História de amor e de rancor. Verso e reverso, essa a impressão que fica. Há, naturalmente, a candente execração dos interesses grupais e familiares impedindo a realização dos amantes. A defesa da propriedade e da família, e seu oposto libertário, vistos por um poeta maior bem antes de alguém escrever um estudo clássico sobre o assunto. No mais, especulações, especulações. Um artista de mil vozes e mil intuições é para isso mesmo.

A versão atual de Romeu e Julieta é romântica e jovial. Aposta decididamente, na força juvenil apresentada como jogo jurídico, carnaval veneziano, apesar das brutais interrupções.

A encenação despojadíssima ao excesso (uma escada comum tenta imitar o famoso balcão da casa de Julieta) celebra o lirismo dos namorados e a camaradagem quente entre amigos. O texto pede assim: meninos-homens e meninas-mulheres. Quase impossível: a tradição teatral e a densidade do texto exigem intérpretes amadurecidos, brilhantes, técnicos. Antunes teimou em fazer de novatos personagens célebres. Como resultado teve a perda de parte da poesia shakespeariana que clama por grandes vozes e grandes intensidades mas, em compensação, impôs a poesia da juventude. Impossível imaginar uma Julieta mais espontânea e linda que Giulia Gam, ou um Romeu-Pop mais arrojado do que Marco Antônio Pâmio.

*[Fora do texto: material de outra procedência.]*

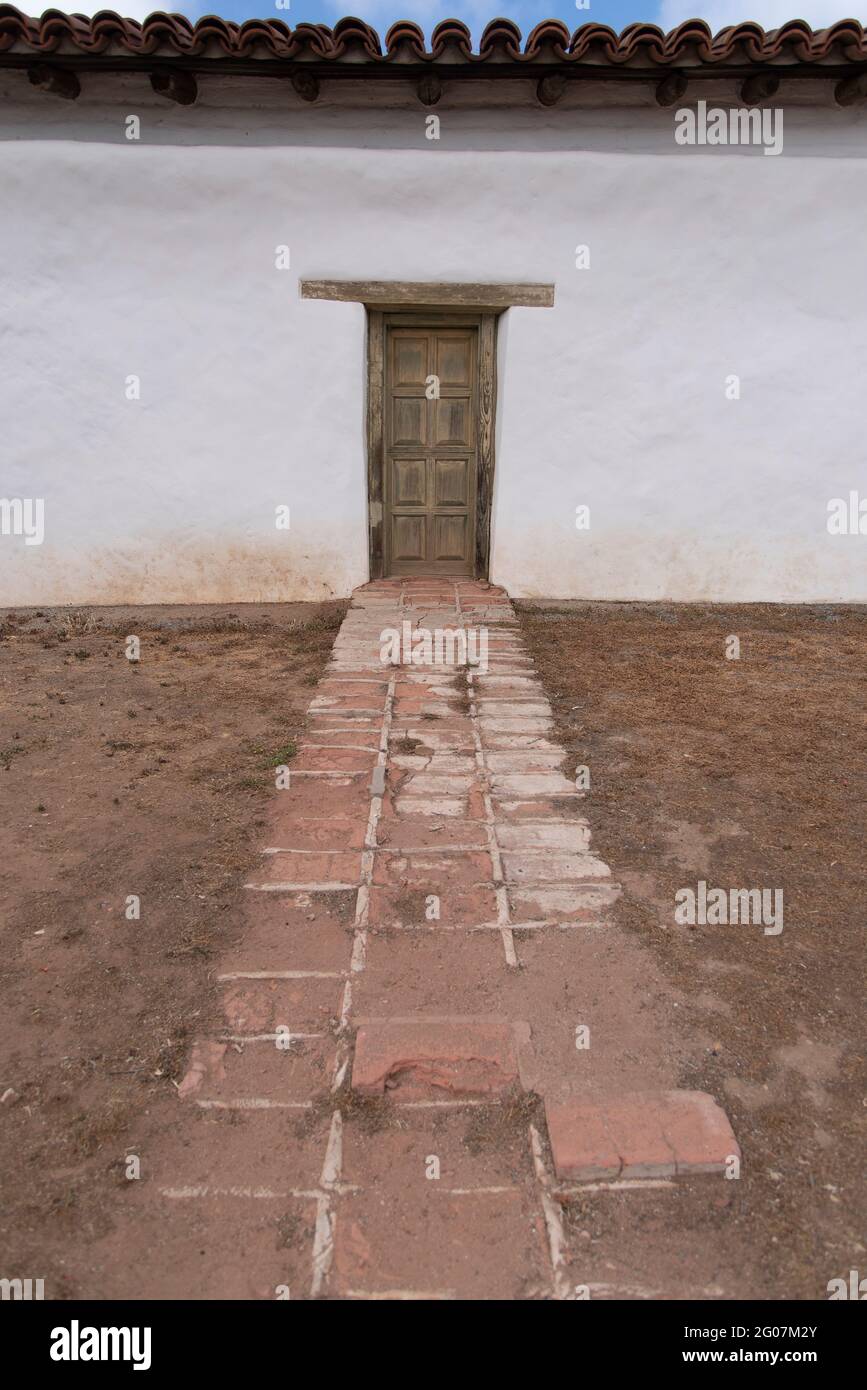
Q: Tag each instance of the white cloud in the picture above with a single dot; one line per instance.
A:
(770, 14)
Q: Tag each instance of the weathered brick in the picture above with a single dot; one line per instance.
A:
(417, 1058)
(653, 1134)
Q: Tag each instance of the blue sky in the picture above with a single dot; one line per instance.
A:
(525, 13)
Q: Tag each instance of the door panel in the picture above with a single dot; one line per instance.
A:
(409, 420)
(450, 537)
(409, 538)
(430, 449)
(409, 483)
(452, 421)
(450, 483)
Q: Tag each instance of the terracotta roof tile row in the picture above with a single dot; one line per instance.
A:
(352, 41)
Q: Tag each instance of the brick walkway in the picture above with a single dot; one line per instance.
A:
(400, 1089)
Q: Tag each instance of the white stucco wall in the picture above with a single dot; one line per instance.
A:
(156, 259)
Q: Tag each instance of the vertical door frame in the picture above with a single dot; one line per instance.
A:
(378, 323)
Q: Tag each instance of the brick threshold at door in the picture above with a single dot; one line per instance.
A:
(427, 805)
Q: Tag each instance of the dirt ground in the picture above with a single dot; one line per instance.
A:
(741, 773)
(152, 780)
(122, 779)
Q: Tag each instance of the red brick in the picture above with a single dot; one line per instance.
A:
(334, 759)
(699, 1132)
(434, 872)
(653, 1134)
(309, 868)
(406, 906)
(423, 1058)
(317, 833)
(580, 1141)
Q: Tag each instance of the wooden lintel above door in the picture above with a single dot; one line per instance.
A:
(398, 293)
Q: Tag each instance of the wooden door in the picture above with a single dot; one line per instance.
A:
(430, 427)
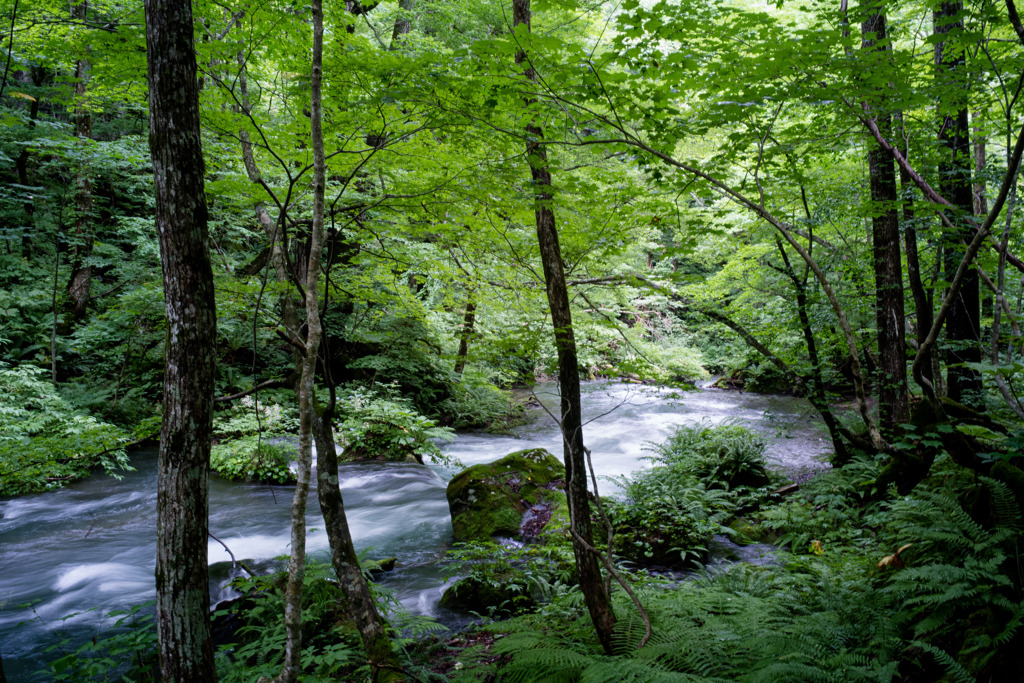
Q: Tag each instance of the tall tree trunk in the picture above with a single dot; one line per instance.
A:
(182, 577)
(591, 583)
(922, 299)
(978, 194)
(889, 315)
(22, 166)
(402, 23)
(465, 333)
(80, 284)
(272, 228)
(307, 416)
(964, 322)
(817, 394)
(373, 629)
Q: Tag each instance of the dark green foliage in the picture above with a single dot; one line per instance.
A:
(660, 523)
(962, 593)
(128, 654)
(44, 441)
(331, 644)
(501, 580)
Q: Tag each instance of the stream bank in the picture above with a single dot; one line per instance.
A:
(91, 545)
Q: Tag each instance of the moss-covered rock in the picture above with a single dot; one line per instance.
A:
(491, 499)
(499, 597)
(748, 532)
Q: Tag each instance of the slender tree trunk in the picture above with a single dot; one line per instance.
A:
(80, 284)
(964, 322)
(978, 195)
(469, 321)
(273, 229)
(307, 416)
(889, 315)
(182, 579)
(591, 583)
(22, 166)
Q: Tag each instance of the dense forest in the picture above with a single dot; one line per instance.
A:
(271, 236)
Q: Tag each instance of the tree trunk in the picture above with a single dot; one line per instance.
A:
(373, 629)
(964, 322)
(978, 195)
(465, 334)
(922, 299)
(402, 23)
(80, 283)
(591, 583)
(22, 166)
(182, 581)
(297, 560)
(889, 315)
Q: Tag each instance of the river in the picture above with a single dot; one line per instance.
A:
(78, 553)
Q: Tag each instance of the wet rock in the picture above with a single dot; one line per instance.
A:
(492, 499)
(498, 597)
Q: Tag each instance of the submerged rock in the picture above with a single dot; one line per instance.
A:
(492, 499)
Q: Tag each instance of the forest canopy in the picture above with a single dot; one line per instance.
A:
(443, 200)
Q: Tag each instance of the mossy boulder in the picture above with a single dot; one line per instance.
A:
(491, 499)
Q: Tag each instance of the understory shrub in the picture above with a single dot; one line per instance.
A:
(659, 521)
(389, 428)
(45, 442)
(253, 440)
(506, 579)
(725, 456)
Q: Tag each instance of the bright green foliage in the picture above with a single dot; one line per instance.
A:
(834, 509)
(374, 427)
(44, 441)
(252, 441)
(665, 525)
(748, 624)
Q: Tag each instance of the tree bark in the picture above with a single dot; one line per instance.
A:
(591, 583)
(889, 314)
(922, 300)
(373, 629)
(964, 322)
(182, 582)
(402, 23)
(80, 283)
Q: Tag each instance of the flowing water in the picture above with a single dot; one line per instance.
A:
(78, 553)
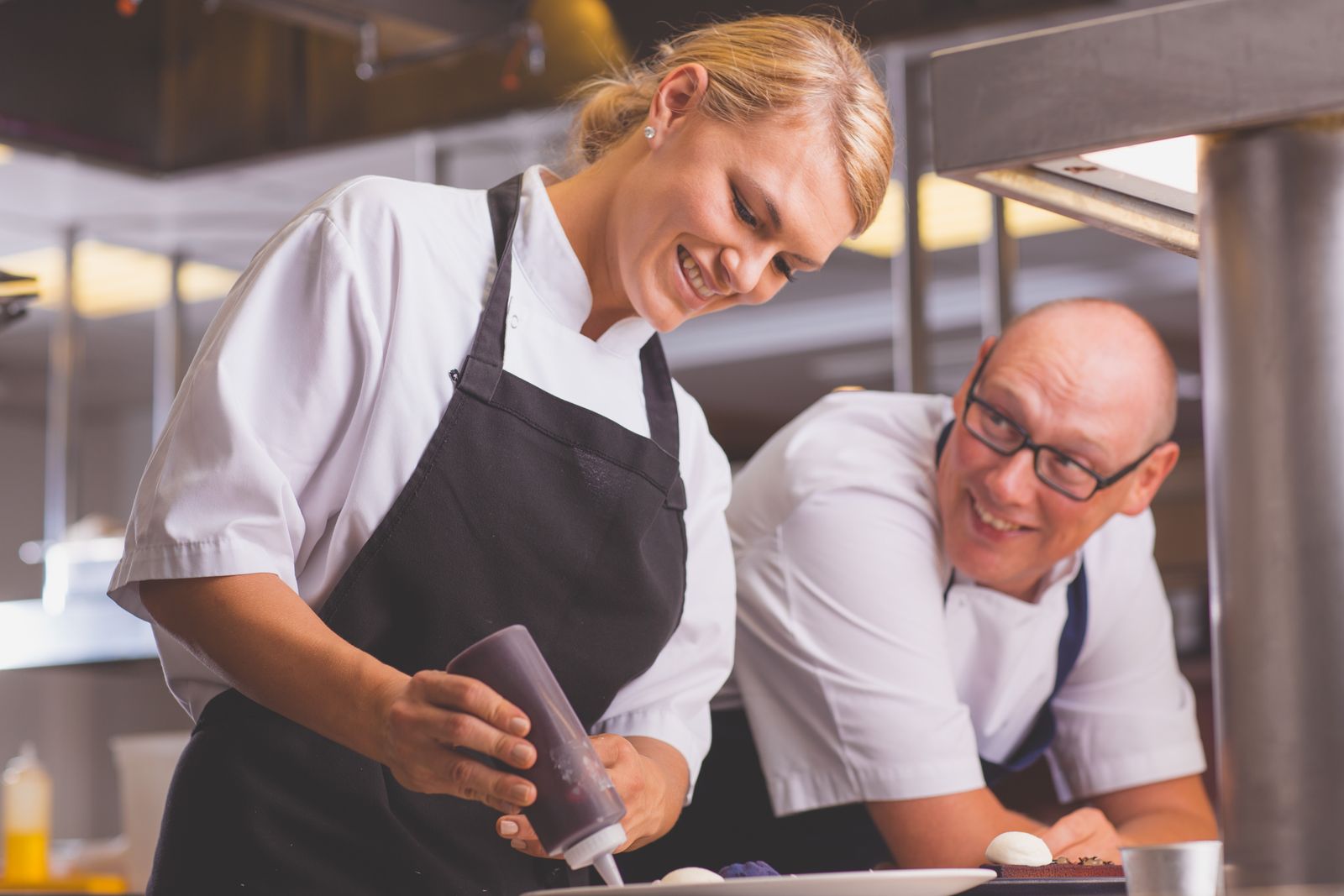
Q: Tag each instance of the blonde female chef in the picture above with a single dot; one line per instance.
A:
(425, 414)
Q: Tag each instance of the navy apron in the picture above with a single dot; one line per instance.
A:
(522, 510)
(732, 820)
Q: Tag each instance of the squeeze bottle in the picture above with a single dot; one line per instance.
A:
(577, 813)
(27, 817)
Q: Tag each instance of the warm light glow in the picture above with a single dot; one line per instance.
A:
(1171, 163)
(951, 215)
(118, 280)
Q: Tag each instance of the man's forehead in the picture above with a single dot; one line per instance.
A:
(1068, 398)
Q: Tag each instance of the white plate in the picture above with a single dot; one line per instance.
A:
(920, 882)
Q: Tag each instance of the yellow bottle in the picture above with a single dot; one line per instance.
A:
(26, 802)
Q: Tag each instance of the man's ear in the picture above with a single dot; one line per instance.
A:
(1149, 477)
(958, 401)
(678, 96)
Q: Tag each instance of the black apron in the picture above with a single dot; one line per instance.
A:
(732, 820)
(523, 510)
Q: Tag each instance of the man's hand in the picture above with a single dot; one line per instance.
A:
(432, 716)
(649, 775)
(1081, 833)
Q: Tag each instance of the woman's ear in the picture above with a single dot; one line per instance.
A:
(676, 97)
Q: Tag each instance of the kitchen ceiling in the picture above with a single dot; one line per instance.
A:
(181, 83)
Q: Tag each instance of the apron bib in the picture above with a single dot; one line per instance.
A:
(522, 510)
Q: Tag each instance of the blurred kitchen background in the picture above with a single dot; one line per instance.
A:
(148, 148)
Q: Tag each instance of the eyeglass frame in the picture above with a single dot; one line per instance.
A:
(1100, 481)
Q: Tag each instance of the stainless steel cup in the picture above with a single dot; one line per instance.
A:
(1175, 869)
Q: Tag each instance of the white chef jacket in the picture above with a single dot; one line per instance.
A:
(862, 684)
(323, 378)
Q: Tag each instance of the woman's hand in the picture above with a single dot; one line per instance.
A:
(1082, 833)
(428, 721)
(649, 775)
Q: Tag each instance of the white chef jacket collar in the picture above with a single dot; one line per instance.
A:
(1053, 586)
(548, 259)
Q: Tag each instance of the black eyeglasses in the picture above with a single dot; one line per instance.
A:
(1005, 436)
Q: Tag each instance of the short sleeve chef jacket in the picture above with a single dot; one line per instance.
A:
(322, 380)
(864, 685)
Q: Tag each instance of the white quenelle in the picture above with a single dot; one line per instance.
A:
(1018, 848)
(690, 876)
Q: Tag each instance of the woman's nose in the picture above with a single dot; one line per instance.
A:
(743, 269)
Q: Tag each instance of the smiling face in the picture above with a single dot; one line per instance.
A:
(1003, 526)
(714, 215)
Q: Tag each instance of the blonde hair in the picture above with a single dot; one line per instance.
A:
(759, 65)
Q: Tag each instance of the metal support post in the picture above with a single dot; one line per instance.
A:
(998, 271)
(907, 90)
(1272, 325)
(170, 338)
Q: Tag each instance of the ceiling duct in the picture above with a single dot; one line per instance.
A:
(391, 35)
(181, 83)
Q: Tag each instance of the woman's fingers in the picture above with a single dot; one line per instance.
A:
(433, 725)
(517, 831)
(474, 698)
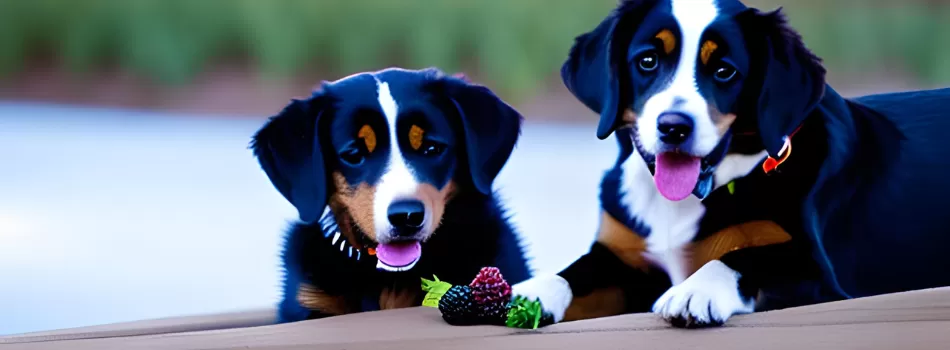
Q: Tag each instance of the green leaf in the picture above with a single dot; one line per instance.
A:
(434, 291)
(524, 313)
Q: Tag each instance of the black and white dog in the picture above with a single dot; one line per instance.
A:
(708, 212)
(383, 167)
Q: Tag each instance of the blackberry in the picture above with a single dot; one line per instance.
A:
(458, 306)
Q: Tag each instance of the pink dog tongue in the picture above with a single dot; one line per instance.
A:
(676, 175)
(399, 254)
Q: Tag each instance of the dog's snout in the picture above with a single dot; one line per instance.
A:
(407, 216)
(674, 128)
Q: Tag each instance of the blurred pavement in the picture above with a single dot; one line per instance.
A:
(100, 222)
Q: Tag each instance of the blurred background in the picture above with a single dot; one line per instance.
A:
(126, 187)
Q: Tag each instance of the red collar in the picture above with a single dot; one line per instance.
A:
(771, 163)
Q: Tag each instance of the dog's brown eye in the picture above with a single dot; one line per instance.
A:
(353, 156)
(724, 73)
(649, 61)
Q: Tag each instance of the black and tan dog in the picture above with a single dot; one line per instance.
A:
(391, 173)
(708, 213)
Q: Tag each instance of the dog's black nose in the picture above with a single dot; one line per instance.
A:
(674, 128)
(407, 216)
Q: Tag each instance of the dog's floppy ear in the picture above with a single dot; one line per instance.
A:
(289, 151)
(491, 129)
(596, 62)
(792, 78)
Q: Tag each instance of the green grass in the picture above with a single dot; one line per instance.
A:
(514, 44)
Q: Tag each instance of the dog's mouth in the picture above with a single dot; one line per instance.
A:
(398, 256)
(678, 174)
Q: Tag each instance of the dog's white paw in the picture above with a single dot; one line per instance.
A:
(553, 291)
(708, 297)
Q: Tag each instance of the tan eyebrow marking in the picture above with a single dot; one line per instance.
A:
(705, 53)
(415, 137)
(369, 137)
(669, 41)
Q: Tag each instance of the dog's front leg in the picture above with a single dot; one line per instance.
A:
(612, 278)
(730, 285)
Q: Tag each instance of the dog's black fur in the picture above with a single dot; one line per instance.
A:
(863, 196)
(303, 146)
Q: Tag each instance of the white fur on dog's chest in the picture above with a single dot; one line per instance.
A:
(672, 225)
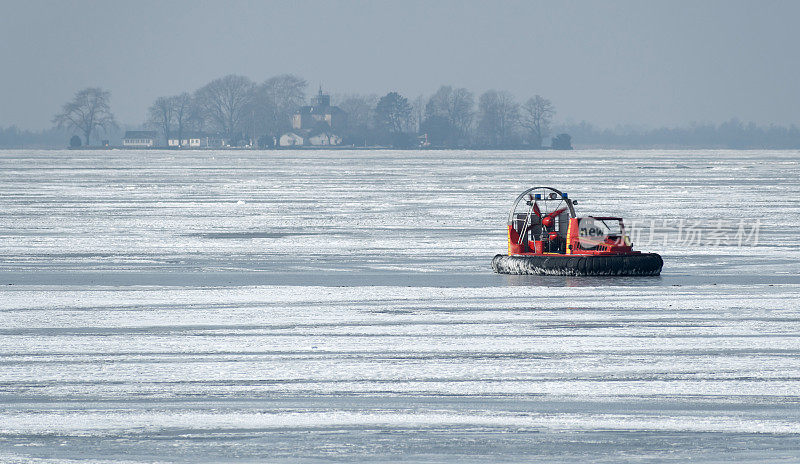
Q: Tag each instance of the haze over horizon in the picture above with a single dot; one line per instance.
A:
(611, 63)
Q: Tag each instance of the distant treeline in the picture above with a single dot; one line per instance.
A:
(255, 114)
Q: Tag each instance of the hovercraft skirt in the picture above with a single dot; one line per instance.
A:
(645, 264)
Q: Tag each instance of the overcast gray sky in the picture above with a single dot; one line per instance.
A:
(606, 62)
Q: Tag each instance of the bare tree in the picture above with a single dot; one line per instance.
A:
(225, 102)
(498, 116)
(454, 106)
(537, 114)
(183, 111)
(360, 110)
(393, 113)
(88, 112)
(275, 102)
(160, 116)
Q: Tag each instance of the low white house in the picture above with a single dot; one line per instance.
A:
(189, 141)
(290, 139)
(324, 138)
(139, 139)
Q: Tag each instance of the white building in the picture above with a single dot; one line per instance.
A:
(290, 139)
(139, 139)
(189, 141)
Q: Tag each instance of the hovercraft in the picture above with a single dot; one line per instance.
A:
(545, 237)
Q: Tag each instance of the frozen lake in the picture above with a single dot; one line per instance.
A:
(308, 306)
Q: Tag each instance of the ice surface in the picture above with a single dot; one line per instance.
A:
(308, 306)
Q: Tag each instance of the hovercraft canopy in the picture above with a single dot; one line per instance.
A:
(545, 236)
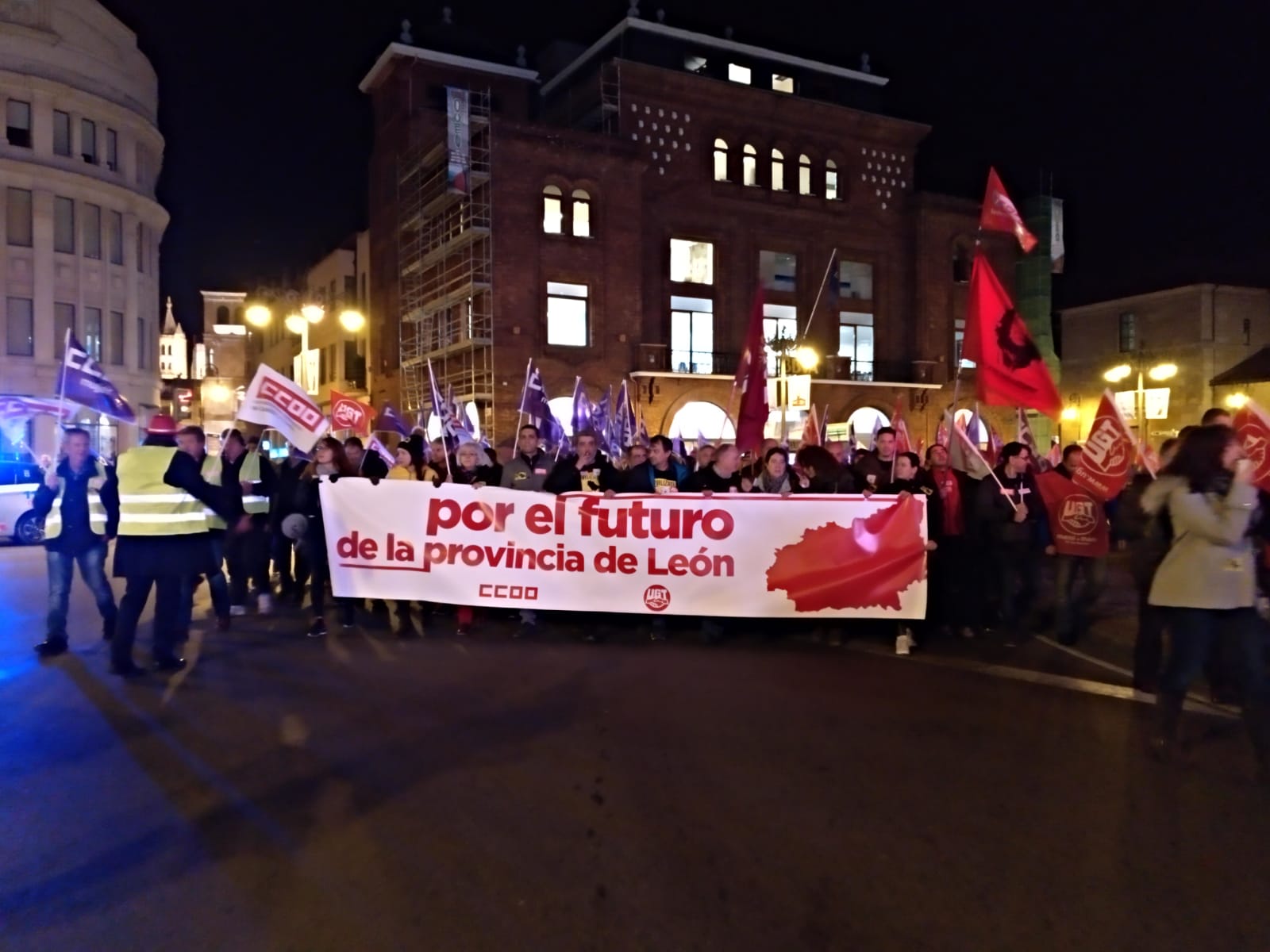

Eles convencem por serem como são: floridos, frágeis, verdes. O teatro na linha de representação que busca as alturas de Shakespeare fica com Oswaldo Boaretto Jr, Marlene Fortuna, Salma Buzzar, Marcos Oliveira. Esses procuram a sonoridade literária que fez de Shakespeare um traço indelével na cultura ocidental (ou mais, basta lembrar Kurosawa).  Giulia-Marco Antônio, ao contrário, trazem o frescor da inexperiência totalmente a vontade (Giulia já com definição maior para o palco). Do encontro dos opostos sai a deficiência e a novidade do espetáculo. Na comparação, o resultado é positivo.

Romeu e Julieta tem estampada a coerência do encenador em busca de inovações. Somatória de coragem e desencontros. Fantasia – real – amorosa ao som universal dos Beatles. A morte é vencida na obra de William Antunes Filho.